Outsourcing generally continues to be a key part of many organizations’ supply and cost management strategy. The strategy has proven to be effective but brings with it significant risks which is to be recognized and managed. In outsourcing, an organization is relying on someone else to run certain organizational functions. If not properly managed, organizations may negatively affect their operations and customers. The product or service can be outsourced, but the risk cannot.

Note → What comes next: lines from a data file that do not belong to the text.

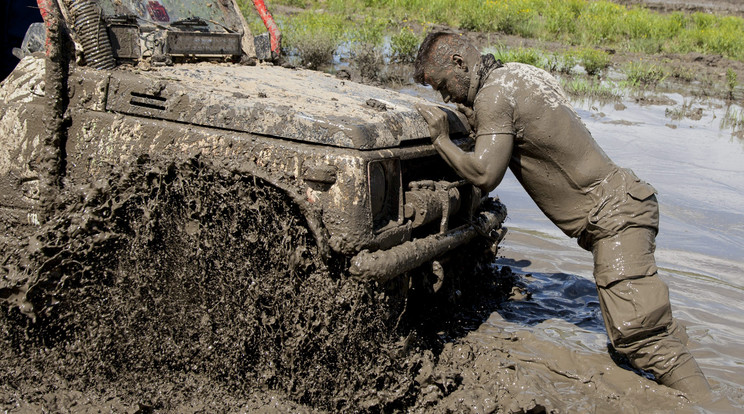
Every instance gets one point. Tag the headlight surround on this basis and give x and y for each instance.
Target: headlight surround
(384, 183)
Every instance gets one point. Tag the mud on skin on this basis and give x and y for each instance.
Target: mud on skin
(157, 288)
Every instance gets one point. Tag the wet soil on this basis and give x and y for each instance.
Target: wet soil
(733, 7)
(183, 287)
(166, 309)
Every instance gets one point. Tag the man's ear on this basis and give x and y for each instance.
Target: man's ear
(459, 62)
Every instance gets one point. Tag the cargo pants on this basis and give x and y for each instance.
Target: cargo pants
(620, 233)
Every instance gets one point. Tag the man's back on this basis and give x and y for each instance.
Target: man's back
(554, 156)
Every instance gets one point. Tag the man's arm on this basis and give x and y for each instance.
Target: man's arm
(485, 166)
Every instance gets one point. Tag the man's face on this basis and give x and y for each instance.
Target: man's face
(449, 79)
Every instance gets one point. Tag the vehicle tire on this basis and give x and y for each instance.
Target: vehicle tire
(174, 270)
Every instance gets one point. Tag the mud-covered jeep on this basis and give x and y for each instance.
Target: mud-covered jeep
(131, 82)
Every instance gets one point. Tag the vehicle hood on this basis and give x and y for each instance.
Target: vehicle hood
(295, 104)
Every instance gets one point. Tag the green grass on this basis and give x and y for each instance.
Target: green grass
(644, 73)
(592, 88)
(733, 119)
(586, 23)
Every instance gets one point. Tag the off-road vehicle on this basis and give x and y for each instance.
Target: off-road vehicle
(123, 83)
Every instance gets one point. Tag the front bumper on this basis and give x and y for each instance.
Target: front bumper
(382, 265)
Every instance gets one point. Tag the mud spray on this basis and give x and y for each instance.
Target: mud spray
(180, 286)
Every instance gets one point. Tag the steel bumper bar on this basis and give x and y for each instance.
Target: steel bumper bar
(382, 265)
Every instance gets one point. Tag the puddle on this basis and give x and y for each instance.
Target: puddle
(697, 169)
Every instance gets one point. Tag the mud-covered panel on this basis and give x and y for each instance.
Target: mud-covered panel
(332, 180)
(21, 130)
(295, 104)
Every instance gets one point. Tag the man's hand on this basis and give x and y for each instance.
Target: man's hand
(437, 120)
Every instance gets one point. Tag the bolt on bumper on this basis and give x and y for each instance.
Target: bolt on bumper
(383, 265)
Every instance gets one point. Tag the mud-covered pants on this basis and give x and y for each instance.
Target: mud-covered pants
(634, 300)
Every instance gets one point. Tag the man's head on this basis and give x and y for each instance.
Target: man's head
(446, 62)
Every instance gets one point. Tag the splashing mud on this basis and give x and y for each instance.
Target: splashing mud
(184, 287)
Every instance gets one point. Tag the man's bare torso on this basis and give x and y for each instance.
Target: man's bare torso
(555, 157)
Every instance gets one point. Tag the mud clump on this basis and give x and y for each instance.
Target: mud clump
(172, 284)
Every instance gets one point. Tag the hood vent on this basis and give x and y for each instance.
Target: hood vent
(147, 101)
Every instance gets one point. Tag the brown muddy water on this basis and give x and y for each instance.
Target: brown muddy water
(544, 350)
(697, 168)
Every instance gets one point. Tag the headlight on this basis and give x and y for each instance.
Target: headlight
(384, 191)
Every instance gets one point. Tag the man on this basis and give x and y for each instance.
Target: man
(15, 17)
(523, 120)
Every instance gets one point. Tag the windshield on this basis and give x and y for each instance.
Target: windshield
(203, 15)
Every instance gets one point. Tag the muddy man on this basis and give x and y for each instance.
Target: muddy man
(523, 120)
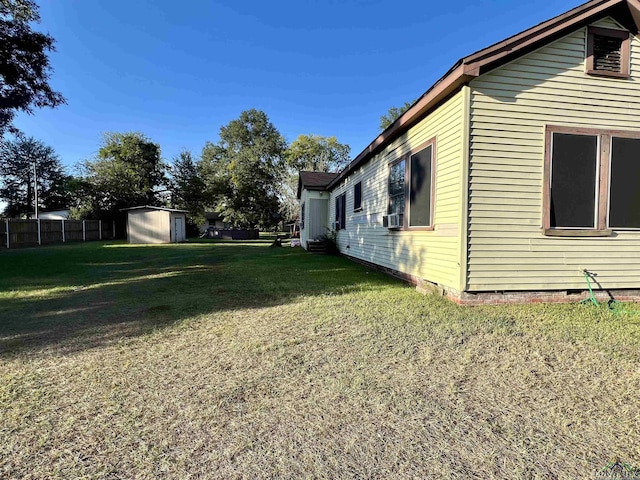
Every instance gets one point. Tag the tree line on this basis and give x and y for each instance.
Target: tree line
(249, 176)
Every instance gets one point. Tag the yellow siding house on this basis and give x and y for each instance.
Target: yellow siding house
(516, 176)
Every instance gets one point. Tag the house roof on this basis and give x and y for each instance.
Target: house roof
(315, 180)
(627, 12)
(149, 207)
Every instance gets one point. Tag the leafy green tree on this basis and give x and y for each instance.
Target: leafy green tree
(318, 154)
(244, 169)
(313, 153)
(187, 189)
(24, 65)
(393, 114)
(127, 172)
(17, 160)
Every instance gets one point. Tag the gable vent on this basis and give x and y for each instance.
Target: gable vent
(607, 53)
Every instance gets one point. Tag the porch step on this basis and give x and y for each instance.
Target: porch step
(317, 247)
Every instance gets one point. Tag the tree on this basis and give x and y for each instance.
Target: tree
(127, 172)
(187, 189)
(25, 68)
(313, 153)
(393, 114)
(244, 170)
(17, 160)
(318, 154)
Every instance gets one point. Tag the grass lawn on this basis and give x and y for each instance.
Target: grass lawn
(235, 360)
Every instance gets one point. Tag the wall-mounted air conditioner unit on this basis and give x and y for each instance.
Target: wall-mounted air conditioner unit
(393, 220)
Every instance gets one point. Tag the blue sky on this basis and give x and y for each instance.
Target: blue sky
(178, 71)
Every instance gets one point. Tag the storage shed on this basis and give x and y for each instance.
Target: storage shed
(147, 224)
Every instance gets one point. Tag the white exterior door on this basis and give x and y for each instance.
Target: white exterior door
(178, 229)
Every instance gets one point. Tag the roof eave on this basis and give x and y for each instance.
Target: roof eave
(489, 58)
(441, 90)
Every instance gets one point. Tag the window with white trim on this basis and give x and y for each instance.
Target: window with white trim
(592, 180)
(411, 187)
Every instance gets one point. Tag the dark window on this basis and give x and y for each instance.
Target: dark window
(397, 187)
(341, 209)
(420, 188)
(573, 181)
(357, 196)
(593, 177)
(624, 196)
(607, 52)
(411, 188)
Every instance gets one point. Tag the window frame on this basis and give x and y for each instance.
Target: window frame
(357, 188)
(625, 61)
(407, 186)
(340, 223)
(603, 181)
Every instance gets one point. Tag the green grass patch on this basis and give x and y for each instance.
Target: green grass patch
(222, 359)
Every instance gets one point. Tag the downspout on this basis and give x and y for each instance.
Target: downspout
(464, 187)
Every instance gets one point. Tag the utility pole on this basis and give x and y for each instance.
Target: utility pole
(35, 187)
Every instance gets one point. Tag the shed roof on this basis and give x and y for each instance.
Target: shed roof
(314, 180)
(627, 12)
(149, 207)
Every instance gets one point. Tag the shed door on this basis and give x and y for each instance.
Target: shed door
(178, 229)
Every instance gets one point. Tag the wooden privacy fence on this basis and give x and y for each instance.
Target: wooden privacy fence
(16, 233)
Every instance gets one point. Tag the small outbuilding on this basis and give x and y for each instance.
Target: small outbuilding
(147, 224)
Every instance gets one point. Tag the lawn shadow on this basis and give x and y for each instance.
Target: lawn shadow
(62, 300)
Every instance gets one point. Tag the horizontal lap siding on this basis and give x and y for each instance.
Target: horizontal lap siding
(509, 110)
(431, 255)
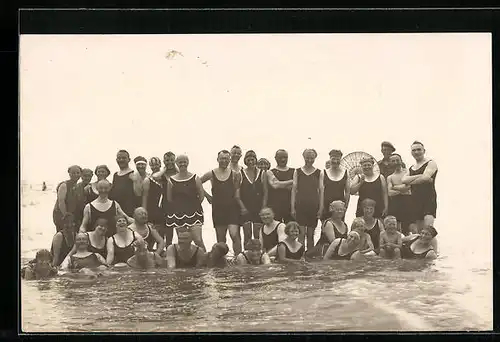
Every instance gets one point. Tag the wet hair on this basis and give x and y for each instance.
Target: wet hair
(101, 222)
(290, 225)
(253, 244)
(335, 152)
(248, 154)
(74, 166)
(43, 254)
(431, 230)
(124, 151)
(390, 217)
(368, 202)
(310, 150)
(223, 152)
(102, 167)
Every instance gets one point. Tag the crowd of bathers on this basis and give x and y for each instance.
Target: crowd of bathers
(130, 221)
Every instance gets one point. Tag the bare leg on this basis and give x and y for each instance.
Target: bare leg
(220, 232)
(197, 236)
(234, 233)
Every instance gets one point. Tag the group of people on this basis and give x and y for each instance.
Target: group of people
(131, 220)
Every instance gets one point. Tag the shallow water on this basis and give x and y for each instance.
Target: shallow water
(451, 293)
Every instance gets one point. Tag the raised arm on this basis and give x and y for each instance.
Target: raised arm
(170, 257)
(111, 251)
(294, 193)
(86, 218)
(61, 198)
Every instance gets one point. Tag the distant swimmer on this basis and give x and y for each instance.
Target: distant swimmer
(280, 182)
(290, 249)
(67, 197)
(400, 201)
(216, 258)
(422, 177)
(120, 245)
(385, 166)
(39, 268)
(122, 190)
(251, 195)
(235, 158)
(420, 246)
(91, 193)
(272, 231)
(185, 195)
(102, 207)
(146, 231)
(336, 185)
(143, 258)
(225, 209)
(253, 254)
(263, 164)
(63, 240)
(390, 239)
(345, 249)
(184, 254)
(371, 186)
(82, 258)
(306, 204)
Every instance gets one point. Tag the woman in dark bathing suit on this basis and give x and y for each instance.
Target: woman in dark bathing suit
(420, 246)
(184, 254)
(82, 258)
(253, 254)
(344, 249)
(290, 249)
(120, 245)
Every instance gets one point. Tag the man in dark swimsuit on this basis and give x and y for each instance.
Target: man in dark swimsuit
(122, 190)
(385, 166)
(421, 177)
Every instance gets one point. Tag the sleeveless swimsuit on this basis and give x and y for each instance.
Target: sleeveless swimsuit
(307, 200)
(122, 254)
(270, 240)
(291, 255)
(225, 209)
(252, 197)
(371, 190)
(122, 191)
(185, 209)
(334, 191)
(336, 255)
(102, 251)
(280, 199)
(424, 197)
(109, 215)
(179, 263)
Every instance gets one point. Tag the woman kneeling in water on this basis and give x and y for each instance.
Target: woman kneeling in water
(82, 258)
(420, 246)
(345, 249)
(290, 250)
(143, 258)
(40, 267)
(184, 254)
(253, 254)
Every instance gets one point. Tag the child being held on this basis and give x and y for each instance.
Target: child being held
(390, 239)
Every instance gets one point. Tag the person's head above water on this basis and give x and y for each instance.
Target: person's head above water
(102, 172)
(122, 159)
(140, 215)
(74, 172)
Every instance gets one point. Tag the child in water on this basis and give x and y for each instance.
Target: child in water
(390, 239)
(40, 267)
(366, 245)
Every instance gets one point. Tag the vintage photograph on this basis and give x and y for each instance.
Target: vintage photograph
(256, 182)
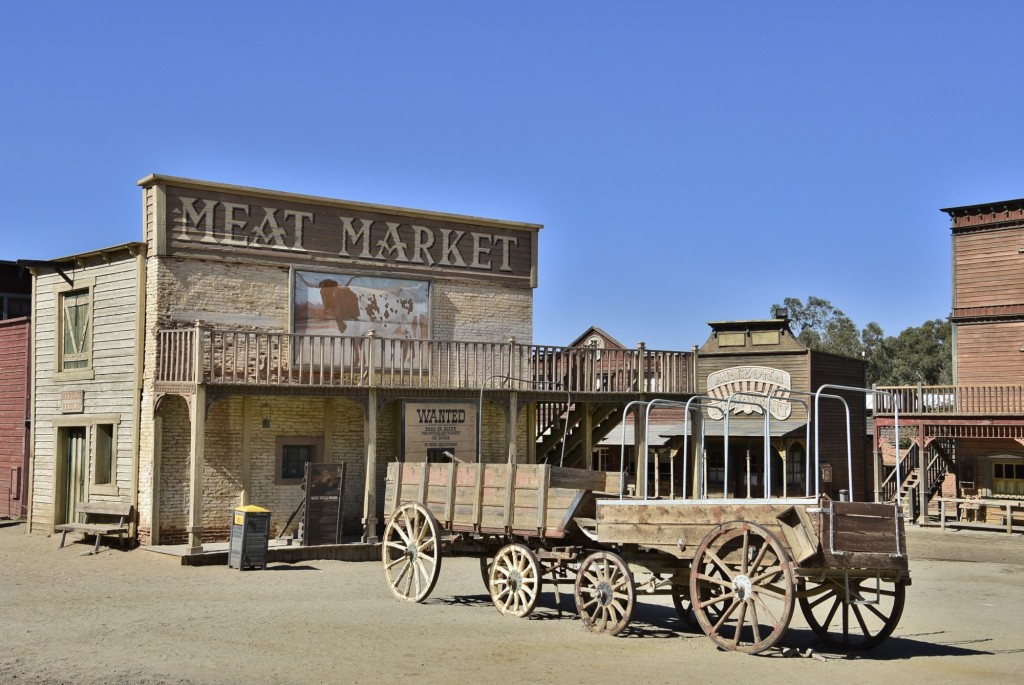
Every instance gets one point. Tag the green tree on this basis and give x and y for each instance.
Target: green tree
(919, 354)
(822, 327)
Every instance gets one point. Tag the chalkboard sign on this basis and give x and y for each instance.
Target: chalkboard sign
(322, 518)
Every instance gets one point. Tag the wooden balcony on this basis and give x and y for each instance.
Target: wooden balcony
(951, 400)
(251, 358)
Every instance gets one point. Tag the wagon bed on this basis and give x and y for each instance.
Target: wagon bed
(526, 500)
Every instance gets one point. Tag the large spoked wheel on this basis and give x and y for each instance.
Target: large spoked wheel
(605, 593)
(741, 587)
(856, 613)
(412, 552)
(515, 581)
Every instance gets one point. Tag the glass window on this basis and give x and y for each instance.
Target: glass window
(731, 339)
(293, 454)
(1008, 478)
(716, 468)
(102, 472)
(75, 334)
(796, 467)
(293, 460)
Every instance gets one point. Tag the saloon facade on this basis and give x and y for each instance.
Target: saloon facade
(254, 331)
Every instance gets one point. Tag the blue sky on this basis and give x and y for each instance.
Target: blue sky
(690, 162)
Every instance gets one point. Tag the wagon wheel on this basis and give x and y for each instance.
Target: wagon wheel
(860, 618)
(412, 552)
(514, 581)
(742, 588)
(605, 593)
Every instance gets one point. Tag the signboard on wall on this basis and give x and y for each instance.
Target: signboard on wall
(322, 517)
(439, 431)
(753, 384)
(331, 304)
(200, 217)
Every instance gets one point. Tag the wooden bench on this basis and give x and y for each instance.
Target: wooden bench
(101, 518)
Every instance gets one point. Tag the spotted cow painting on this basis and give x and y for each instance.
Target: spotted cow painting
(343, 304)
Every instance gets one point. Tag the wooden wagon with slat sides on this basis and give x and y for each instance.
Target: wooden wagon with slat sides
(734, 567)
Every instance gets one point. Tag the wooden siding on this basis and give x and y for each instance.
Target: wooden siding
(990, 353)
(110, 394)
(988, 267)
(14, 391)
(835, 370)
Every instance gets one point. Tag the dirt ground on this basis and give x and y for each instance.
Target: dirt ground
(138, 618)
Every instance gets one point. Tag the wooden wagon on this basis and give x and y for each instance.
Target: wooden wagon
(734, 567)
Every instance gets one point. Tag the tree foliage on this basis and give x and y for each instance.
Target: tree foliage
(919, 354)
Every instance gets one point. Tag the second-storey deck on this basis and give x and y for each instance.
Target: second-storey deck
(269, 359)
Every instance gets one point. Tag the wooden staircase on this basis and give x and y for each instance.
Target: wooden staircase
(940, 458)
(549, 448)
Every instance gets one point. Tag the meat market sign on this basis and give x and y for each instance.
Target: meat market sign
(198, 217)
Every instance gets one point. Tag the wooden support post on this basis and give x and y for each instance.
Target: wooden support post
(370, 448)
(640, 446)
(512, 430)
(247, 452)
(197, 450)
(587, 427)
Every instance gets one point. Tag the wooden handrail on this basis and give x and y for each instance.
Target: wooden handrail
(951, 400)
(275, 358)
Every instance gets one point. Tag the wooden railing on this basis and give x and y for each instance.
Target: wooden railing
(951, 400)
(264, 358)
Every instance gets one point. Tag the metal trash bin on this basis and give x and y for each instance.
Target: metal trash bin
(250, 538)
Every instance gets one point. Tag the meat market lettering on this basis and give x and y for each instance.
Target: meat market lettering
(254, 226)
(239, 225)
(374, 242)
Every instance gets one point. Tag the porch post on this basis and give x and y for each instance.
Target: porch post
(197, 444)
(512, 431)
(197, 447)
(588, 435)
(640, 425)
(370, 488)
(247, 452)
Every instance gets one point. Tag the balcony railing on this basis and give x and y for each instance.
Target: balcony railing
(991, 400)
(263, 358)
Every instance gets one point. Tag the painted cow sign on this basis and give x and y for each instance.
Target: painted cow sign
(332, 304)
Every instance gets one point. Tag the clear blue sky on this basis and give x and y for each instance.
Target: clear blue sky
(690, 161)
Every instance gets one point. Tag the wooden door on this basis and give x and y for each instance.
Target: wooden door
(75, 458)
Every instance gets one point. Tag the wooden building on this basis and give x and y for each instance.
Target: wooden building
(87, 313)
(966, 440)
(15, 332)
(255, 331)
(762, 357)
(252, 332)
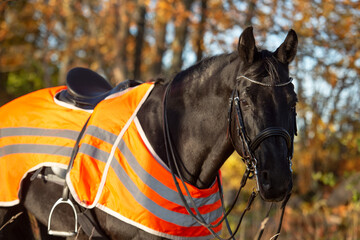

Today, outsourcing is at a crossroads. Organizations no longer outsource only vertical business units. The new cross-functional approach follows a process horizontally throughout an organization known as business process outsourcing (BPO). Now more organizations are seeking strategic advantages based on outsource alliances. While the relentless push to operate more efficiently remains the driving force behind outsourcing, it has also become a competitive, strategic marketplace tool, allowing organizations to improve response times and develop new products faster than ever. Once focused just on reducing expenses, today’s outsourcing initiatives are likely to help organizations to do things which they previously could not do.

One of the impediments for outsourcing is that the outsourced organization is lacking the knowledge of the outsourcing organization’s environment, both internally and externally. Of course, with good collaboration, communication and patience, this impediment can be easily removed. A second impediment can be an incorrect definition of the objective of outsourcing an activity, after a serious analysis of the outsourcing decision. Decision need to be made taking into account both benefits and other considerations. Other considerations can be poor alignment of objectives, response time and control of quality by various means, and the difference in mentality between ‘the organizational employees’ and ‘outsource colleagues’ level of personal pride to compensation packages.

Outsourcing results are not immediate. Most organizations had a 20 % decline in labour productivity in the first year of an outsourcing contract, mainly because of time spent on knowledge transfer to the outsourcing provider. After bringing their customer and supplier knowledge and goals to the required level, they can work together more effectively, thereby generating cost savings.